Per questo Palù chiede alla stampa di essere precisa su questo punto: «Positivo non vuol dire né malato né contagioso. Quando si parla di contagi bisognerebbe spiegare bene cosa si intende. Il contagio è il passaggio di una infezione, ma infezione non vuol dire malattia e repertare un frammento di RNA del virus non significa che ci troviamo di fronte a un virus infettante. È possibile che sia un virus non più in grado di infettare perché magari fa parte di una particella assunta da un ambiente atmosferico e che quel virus sia stato già inattivato dalla radiazione solare».
Anche sul tasso di letalità (proporzione percentuale di decessi per una determinata malattia sul totale dei soggetti ammalati in un determinato arco temporale) Palù fa un ragionamento difforme da quello di molti suoi colleghi. «Guardiamo i dati nel mondo: sono 40 milioni le persone positive confermate al test.
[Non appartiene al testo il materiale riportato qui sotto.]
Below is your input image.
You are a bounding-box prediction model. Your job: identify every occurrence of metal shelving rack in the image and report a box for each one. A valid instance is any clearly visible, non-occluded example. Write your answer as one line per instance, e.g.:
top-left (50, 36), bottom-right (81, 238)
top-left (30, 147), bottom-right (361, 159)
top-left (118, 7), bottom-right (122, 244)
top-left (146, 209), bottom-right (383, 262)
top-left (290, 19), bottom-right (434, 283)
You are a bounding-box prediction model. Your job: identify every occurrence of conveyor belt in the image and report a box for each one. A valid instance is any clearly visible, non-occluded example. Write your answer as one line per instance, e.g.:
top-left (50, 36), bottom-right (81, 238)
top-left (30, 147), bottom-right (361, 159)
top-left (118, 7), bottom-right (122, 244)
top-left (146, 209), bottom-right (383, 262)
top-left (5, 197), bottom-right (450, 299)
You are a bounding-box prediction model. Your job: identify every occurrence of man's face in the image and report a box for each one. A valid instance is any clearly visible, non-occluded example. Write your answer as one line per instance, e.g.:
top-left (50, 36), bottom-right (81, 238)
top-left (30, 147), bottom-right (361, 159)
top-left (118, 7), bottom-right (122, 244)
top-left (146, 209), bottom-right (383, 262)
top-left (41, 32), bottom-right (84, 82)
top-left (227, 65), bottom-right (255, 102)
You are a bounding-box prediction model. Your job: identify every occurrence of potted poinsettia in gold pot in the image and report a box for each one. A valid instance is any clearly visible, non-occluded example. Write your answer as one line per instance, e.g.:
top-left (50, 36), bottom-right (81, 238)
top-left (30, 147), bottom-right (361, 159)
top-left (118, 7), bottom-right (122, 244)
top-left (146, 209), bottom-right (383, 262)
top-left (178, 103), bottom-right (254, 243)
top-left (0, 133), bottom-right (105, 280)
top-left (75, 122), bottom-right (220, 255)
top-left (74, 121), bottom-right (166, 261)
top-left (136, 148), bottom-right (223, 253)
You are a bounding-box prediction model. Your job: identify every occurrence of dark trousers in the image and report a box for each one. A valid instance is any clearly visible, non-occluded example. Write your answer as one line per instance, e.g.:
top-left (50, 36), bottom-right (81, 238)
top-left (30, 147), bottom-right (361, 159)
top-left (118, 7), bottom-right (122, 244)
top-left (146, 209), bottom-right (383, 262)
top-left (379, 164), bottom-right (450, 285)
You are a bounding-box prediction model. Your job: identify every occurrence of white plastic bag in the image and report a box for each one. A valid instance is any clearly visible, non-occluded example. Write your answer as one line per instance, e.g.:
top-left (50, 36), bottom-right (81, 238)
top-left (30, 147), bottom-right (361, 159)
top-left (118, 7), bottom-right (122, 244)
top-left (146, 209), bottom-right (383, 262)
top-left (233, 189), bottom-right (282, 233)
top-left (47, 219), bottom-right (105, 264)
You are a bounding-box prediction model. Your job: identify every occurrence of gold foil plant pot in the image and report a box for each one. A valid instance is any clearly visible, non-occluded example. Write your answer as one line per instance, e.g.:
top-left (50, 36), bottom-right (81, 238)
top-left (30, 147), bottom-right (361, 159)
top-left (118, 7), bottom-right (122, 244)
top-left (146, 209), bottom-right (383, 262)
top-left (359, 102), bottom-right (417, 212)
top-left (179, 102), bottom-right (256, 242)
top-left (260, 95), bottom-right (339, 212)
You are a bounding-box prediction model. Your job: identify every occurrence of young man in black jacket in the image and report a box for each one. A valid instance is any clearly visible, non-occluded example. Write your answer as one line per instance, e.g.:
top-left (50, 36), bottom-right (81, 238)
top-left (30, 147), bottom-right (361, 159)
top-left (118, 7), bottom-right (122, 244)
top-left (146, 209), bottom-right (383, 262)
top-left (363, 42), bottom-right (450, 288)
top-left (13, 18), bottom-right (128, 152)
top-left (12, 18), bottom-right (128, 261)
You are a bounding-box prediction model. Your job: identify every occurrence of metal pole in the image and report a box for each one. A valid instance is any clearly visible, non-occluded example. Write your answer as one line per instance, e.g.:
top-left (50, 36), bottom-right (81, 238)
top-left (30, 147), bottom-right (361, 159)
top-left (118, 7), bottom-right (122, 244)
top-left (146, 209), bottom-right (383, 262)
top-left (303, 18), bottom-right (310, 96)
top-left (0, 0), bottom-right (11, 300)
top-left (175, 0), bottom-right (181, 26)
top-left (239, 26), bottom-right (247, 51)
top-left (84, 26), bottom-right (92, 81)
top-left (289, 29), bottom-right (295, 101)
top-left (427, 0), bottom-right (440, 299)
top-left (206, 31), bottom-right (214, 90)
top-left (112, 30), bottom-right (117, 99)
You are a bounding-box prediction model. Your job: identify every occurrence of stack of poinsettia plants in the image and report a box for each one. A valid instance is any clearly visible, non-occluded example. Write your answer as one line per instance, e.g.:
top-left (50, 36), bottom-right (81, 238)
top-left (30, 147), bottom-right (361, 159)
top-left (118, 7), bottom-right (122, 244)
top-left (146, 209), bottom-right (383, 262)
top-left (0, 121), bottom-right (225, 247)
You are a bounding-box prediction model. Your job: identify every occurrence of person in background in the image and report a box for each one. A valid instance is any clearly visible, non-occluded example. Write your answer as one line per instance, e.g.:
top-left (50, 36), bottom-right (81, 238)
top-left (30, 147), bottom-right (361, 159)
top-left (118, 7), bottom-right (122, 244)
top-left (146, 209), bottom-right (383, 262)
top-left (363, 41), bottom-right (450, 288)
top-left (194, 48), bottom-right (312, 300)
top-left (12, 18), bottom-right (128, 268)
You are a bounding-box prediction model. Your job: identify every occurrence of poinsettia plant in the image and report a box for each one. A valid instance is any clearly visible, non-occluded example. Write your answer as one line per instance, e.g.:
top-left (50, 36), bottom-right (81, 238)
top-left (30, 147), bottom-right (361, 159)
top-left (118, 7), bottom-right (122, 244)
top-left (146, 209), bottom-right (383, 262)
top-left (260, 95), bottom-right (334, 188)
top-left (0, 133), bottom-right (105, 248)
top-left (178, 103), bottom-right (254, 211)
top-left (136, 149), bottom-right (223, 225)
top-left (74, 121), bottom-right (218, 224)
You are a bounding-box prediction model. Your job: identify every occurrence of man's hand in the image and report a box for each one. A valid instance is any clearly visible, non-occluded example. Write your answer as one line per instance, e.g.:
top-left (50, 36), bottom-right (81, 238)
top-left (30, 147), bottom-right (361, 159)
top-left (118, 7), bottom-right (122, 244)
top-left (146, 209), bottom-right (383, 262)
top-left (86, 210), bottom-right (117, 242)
Se compariamo questo numero a quello dei decessi, un milione e 100mila persone circa, ci si accorge che la letalità è al 2,78%. Ma se lei considera che i testati sono una parte inferiore del numero reale di positivi, forse 4-5 volte in meno perché non tutti i paesi sono in grado di testare tutti, allora lei capisce che dal 2,78% si scende allo 0,5%».
«Ci sono degli studi ben fatti in Islanda, in Cina, negli USA e in Germania – continua Palù – secondo cui la letalità va studiata non sui casi confermati positivi al virus ma su quelli positivi agli anticorpi. Si chiamano studi di sieroprevalenza perché chi è venuto in contatto col virus nel 90% dei casi sviluppa gli anticorpi. Sono questi dati che ci danno un’idea precisa di quanto il virus è circolato. In uno studio importante apparso sul New England Journal of Medicine fatto in Islanda e basato su decine e decine di migliaia di persone, hanno visto che la letalità è dello 0,3%. In ogni caso altri studi l’hanno collocata tra lo 0,5 e lo 0,6%. Vuol dire quattro o cinque su mille. Non è l’influenza, che è uno su mille, ma altre malattie infettive sono più letali come ad esempio le broncopneumopatie ostruttive».
Di fronte a una malattia sicuramente insidiosa ma meno di altre, secondo il virologo veneto, bisognerebbe «mettere sul tappeto un’analisi che valuti il rischio costi-benefici. Posso permettermi di dedicare tutte le risorse al Covid e dimenticare tutte le altre patologie? Le malattie cardiovascolari e i tumori hanno una mortalità molto superiore. C’è da fare un’analisi precisa».
Quando gli viene chiesto perché questo tipo di analisi non è mai stata fatta, Palù punta anche il dito contro l’informazione e alcuni colleghi: «L’analisi ragionata non è mai stata fatta perché c’è una rincorsa anche da parte dell’informazione a diffondere notizie allarmistiche. Parlare di contagiati ha un effetto che è superiore a parlare di positivi al tampone. Ci sono troppi pseudovirologi in tv, personaggi più o meno accreditati, più o meno esperti, spesso annebbiati dalla luce dei riflettori. C’è gente che ha una dipendenza dalle interviste. Ora grazie a internet tutti parlano di medicina, tutti si sentono autorizzati a dire la loro e dicono “moriremo tutti”».
«Credo che una lezione importante da imparare da questa pandemia sia la necessità di comunicare con termini scientifici, con dei comunicatori scientifici che valutino in maniera asettica a 360 gradi i dati epidemiologici. Noi abbiamo un po’ abdicato alla cultura della scuola, allo “studio matto e disperato” come diceva Leopardi, alla filosofia che si insegna poco, al ragionamento critico», conclude.